Granoff D M, Pandey J P, Boies E, Squires J, Munson R S, Suarez B
J Clin Invest. 1984 Nov;74(5):1708-14. doi: 10.1172/JCI111588.
In experimental animals, immune responses to certain antigens are regulated by immunoglobulin allotype-linked genes. In an effort to detect such genes in humans, we examined the antibody responses of 74 healthy children with different Km(1) or Gm(23) allotypes to a Haemophilus influenzae type b vaccine (type b polysaccharide capsule-pertussis vaccine). The anticapsular antibody responses of black or white children with the Km(1) allotype were 4.6- to 9.5-fold higher than those of children who lacked this determinant (P less than 0.004). No significant differences were found in antibody response with respect to the Gm(23) allotype. The frequencies of Km(1) and Gm(23) also were examined in 170 patients with Haemophilus meningitis, 71 patients with epiglottitis, and 173 control children. Km(1) was detected less frequently in black patients with meningitis (38%) than in those with epiglottitis (81%, P less than 0.002) or in controls (66%, P less than 0.0007). The relative risk of meningitis thus was 3.2-fold lower among black children with the Km(1) allotype than in those who lacked this allotype (odds ratio = 0.3, 95% confidence interval 0.2 to 0.6). However, the risk of meningitis was not decreased in white children with the Km(1) allotype (odds ratio = 1.0). There were no significant differences in the frequency of Gm(23) among the patient groups and controls. The Km(1) allotype but not the Gm(23) thus defines a subpopulation of children of both races who are high responders to this vaccine, and black children but not white children with the Km(1) allotype are at decreased risk of developing Haemophilus meningitis. These data indicate that in blacks, genes associated with Km(1) may affect immune response to a prototype type b Haemophilus vaccine, and perhaps interact with another factor related to race to affect susceptibility to Haemophilus meningitis.

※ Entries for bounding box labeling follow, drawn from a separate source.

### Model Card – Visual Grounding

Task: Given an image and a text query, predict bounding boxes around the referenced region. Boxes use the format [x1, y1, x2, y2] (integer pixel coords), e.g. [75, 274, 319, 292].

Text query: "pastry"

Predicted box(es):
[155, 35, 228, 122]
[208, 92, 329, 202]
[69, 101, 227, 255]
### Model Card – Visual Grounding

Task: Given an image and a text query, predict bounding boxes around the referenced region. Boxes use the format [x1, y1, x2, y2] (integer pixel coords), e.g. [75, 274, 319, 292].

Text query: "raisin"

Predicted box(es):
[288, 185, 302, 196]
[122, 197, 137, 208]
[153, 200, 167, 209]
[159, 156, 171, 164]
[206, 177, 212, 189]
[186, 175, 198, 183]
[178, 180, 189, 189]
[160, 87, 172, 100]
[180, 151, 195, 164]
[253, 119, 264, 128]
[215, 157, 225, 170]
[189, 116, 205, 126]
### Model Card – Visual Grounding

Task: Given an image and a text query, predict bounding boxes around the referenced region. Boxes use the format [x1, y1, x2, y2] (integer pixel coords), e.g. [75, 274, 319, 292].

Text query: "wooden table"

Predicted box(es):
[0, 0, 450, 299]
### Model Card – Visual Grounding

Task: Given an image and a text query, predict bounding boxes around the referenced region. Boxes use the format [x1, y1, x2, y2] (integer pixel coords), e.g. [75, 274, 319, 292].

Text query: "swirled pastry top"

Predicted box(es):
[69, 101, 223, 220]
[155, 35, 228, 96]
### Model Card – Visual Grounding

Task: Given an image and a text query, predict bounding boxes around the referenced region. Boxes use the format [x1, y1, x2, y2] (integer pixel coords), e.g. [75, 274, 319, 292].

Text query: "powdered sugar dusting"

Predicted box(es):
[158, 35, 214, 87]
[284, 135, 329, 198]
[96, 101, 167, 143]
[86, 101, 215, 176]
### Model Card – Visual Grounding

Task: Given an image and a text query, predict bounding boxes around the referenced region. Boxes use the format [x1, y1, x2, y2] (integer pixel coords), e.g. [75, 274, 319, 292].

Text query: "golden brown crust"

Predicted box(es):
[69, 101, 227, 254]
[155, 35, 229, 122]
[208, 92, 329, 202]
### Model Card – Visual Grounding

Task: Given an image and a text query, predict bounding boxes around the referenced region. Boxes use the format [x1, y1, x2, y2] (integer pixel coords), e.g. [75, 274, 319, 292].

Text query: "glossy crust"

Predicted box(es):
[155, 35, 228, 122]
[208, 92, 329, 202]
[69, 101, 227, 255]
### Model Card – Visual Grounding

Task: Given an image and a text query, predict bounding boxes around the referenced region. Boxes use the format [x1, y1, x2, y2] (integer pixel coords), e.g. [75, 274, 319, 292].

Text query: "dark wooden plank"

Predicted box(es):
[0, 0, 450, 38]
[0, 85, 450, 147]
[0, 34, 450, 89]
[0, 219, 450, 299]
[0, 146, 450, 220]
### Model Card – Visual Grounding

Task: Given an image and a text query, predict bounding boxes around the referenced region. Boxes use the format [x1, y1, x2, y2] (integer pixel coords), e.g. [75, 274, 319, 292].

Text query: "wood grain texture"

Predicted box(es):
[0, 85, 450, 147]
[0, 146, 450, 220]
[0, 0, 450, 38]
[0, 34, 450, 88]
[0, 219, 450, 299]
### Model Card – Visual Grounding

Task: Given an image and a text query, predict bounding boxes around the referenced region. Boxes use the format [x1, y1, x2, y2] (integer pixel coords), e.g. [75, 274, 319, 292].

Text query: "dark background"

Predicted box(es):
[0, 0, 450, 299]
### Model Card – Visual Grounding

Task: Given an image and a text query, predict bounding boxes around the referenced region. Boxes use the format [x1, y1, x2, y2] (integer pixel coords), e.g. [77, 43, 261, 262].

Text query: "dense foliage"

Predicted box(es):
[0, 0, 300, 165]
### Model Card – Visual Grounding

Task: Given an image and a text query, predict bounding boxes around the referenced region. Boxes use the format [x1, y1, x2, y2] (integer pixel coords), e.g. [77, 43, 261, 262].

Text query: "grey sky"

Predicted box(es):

在实验动物中,对某些抗原的免疫反应受免疫球蛋白同种异型连锁基因调控。为了在人类中检测此类基因,我们检测了74名具有不同Km(1)或Gm(23)同种异型的健康儿童对b型流感嗜血杆菌疫苗(b型多糖荚膜 - 百日咳疫苗)的抗体反应。具有Km(1)同种异型的黑人或白人儿童的抗荚膜抗体反应比缺乏该决定簇的儿童高4.6至9.5倍(P小于0.004)。关于Gm(23)同种异型,未发现抗体反应有显著差异。我们还检测了170例流感嗜血杆菌脑膜炎患者、71例会厌炎患者和173名对照儿童中Km(1)和Gm(23)的频率。脑膜炎黑人患者中Km(1)的检出频率(38%)低于会厌炎患者(81%,P小于0.002)或对照儿童(66%,P小于0.0007)。因此,具有Km(1)同种异型的黑人儿童患脑膜炎相对风险比缺乏该同种异型的儿童低3.2倍(优势比 = 0.3,95%置信区间0.2至0.6)。然而,具有Km(1)同种异型的白人儿童患脑膜炎风险并未降低(优势比 = 1.0)。患者组和对照组中Gm(23)的频率无显著差异。因此,Km(1)同种异型而非Gm(23)确定了两个种族中对该疫苗反应强烈的儿童亚群,并且具有Km(1)同种异型的黑人儿童而非白人儿童患流感嗜血杆菌脑膜炎的风险降低。这些数据表明,在黑人中,与Km(1)相关的基因可能影响对b型流感嗜血杆菌原型疫苗的免疫反应,并且可能与另一个与种族相关的因素相互作用,影响对流感嗜血杆菌脑膜炎的易感性。